La fase 4, per ovvie ragioni da farsi dopo avere accertato l’adeguatezza dei singoli equipment e sotto sistemi, quella relativa al test delle prestazioni del sistema complessivo, è purtroppo ad un tempo quella più importante e quella più difficile (direi estremamente difficile, a volte) da mettere in pratica.
In primis, bisogna avere definito accuratamente cosa si intenda per “prestazioni del sistema complessivo” e questo rimanda inevitabilmente ad un progetto accurato. Infatti, all’interno di un sistema complesso di material handling possono aversi molti o anche moltissimi flussi concomitanti (ingressi, uscite a spedizione, uscite verso aree di prelievo e/o preparazione, rilocazione di merci, abbassamenti, controlli di merce a stock), con profili di flusso variabili nel tempo.
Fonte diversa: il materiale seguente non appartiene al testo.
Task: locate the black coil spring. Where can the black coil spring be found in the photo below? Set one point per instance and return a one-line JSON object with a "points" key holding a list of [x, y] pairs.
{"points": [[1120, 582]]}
In questo quadro, avere realizzato un modello dettagliato di simulazione dinamica aiuta – oltre ovviamente a fare un buon progetto, includente anche gli aspetti logici e gestionali – anche a darsi degli obiettivi chiari e concreti su molti KPI dinamici, specie quelli legati ai lead-time minimi necessari a garantire il livello di servizio desiderato: i risultati della simulazione possono quindi divenire dei veri e propri riferimenti, da verificare sul campo.